STATE OF HAWAI`I, Respondent/Plaintiff-Appellee, vs. LLOYD PRATT, Petitioner/Defendant-Appellant.
(Camping Without a Permit)
Attorney for Petitioner/Defendant-Appellant: Daniel G. Hempey of Hempey & Meyers, LLP
Attorney for Respondent/Plaintiff-Appellee: Tracy Murakami, Deputy Prosecuting Attorney
NOTE: Order accepting application for writ of certiorari, filed 04/21/11.
COURT: MER, CJ; PAN, SRA, JED & SSM, JJ.
The above argument took place in the Supreme Court courtroom on the Second Floor of Aliʻiolani Hale, 417 South King Street, Honolulu, Hawaii.

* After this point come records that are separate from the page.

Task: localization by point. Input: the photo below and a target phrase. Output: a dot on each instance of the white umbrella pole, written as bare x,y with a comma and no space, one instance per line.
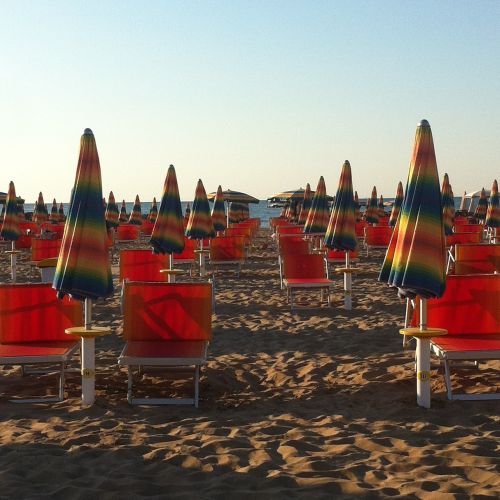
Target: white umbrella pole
88,360
347,284
423,361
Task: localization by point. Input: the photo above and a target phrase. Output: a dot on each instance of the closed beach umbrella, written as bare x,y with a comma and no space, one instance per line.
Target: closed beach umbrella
318,216
136,214
40,215
482,206
168,231
448,206
396,207
54,212
112,215
200,224
493,213
416,256
306,205
341,231
153,212
83,270
371,213
10,230
218,211
123,213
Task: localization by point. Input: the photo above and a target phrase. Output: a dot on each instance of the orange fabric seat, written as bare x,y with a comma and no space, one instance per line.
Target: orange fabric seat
32,328
166,324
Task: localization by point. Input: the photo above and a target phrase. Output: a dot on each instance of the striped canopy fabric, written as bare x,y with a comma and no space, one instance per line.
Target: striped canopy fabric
341,233
112,214
168,231
415,260
153,212
493,212
200,224
40,214
372,213
482,206
123,213
83,269
319,215
219,211
306,205
396,207
448,205
136,214
10,230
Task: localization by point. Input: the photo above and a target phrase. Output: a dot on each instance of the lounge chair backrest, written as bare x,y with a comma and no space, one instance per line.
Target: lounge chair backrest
32,312
44,249
378,235
167,311
142,265
305,266
480,258
227,248
470,305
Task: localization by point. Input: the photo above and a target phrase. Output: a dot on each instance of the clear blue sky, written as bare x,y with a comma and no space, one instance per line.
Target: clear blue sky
259,96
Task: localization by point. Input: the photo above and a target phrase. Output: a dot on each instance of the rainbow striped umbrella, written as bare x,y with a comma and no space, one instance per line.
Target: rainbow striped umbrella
123,213
341,233
482,206
40,214
168,231
396,207
112,214
371,213
136,214
200,225
153,212
219,212
448,205
306,205
60,212
10,230
83,269
493,212
318,216
54,213
415,259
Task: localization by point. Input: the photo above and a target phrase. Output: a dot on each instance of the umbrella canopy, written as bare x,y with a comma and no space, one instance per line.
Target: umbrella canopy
306,205
371,213
415,259
123,213
168,231
396,207
318,216
482,206
136,214
40,214
153,212
448,205
112,214
341,233
200,224
219,211
83,270
10,230
236,196
493,212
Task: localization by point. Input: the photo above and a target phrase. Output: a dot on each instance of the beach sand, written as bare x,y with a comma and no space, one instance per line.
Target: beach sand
316,404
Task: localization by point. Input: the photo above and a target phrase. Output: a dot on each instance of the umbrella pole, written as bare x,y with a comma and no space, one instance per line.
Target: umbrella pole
88,359
423,361
347,283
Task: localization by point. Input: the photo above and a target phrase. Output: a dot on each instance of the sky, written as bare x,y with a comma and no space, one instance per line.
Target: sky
258,96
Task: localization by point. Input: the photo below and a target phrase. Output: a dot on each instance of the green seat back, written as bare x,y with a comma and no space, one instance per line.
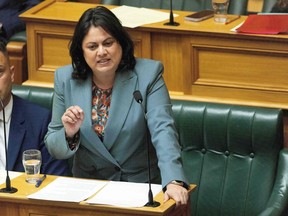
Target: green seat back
231,154
235,6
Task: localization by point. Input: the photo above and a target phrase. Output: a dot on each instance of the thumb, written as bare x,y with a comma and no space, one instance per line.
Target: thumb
166,197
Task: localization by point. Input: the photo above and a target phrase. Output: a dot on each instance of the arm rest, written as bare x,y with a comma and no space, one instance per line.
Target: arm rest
279,198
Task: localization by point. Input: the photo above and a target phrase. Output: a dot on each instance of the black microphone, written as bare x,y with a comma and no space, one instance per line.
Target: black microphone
171,20
8,188
151,203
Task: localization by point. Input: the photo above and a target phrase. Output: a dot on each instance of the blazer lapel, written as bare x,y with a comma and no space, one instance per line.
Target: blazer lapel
83,98
122,97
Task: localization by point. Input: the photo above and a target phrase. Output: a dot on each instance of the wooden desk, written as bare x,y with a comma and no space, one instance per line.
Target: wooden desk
203,61
18,205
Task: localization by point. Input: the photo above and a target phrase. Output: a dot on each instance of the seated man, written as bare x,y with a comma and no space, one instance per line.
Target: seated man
10,23
26,125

The defendant in this case, Lloyd Pratt, received three citations for camping without a permit in Na Pali State Park on the island of Kauaʻi. He filed a motion to dismiss the charges, asserting a defense that his activities were constitutionally protected as native Hawaiian practices. The State stipulated that Pratt’s conduct was a traditional and customary native Hawaiian practice, but argued that the State’s interest in regulating the volume of visitors to the State Park outweighed Pratt’s interest in his practice. The Circuit Court of the Fifth Circuit agreed with the State, denied Pratt’s motion, and entered a final judgment convicting Pratt on all three counts. Pratt appealed to the Intermediate Court of Appeals (“ICA”), where a divided court reexamined the State’s concession, and ultimately affirmed Pratt’s conviction. Pratt applied for a writ of certiorari, presenting two questions:(1) when asserting a defense of native Hawaiian practices, should the court balance the defendant’s interests in the practices against the interest of the state to regulate, and if so, what are the mechanics of that balancing test; and (2) did the ICA err in sua sponte reexamining the concession made at the trial court?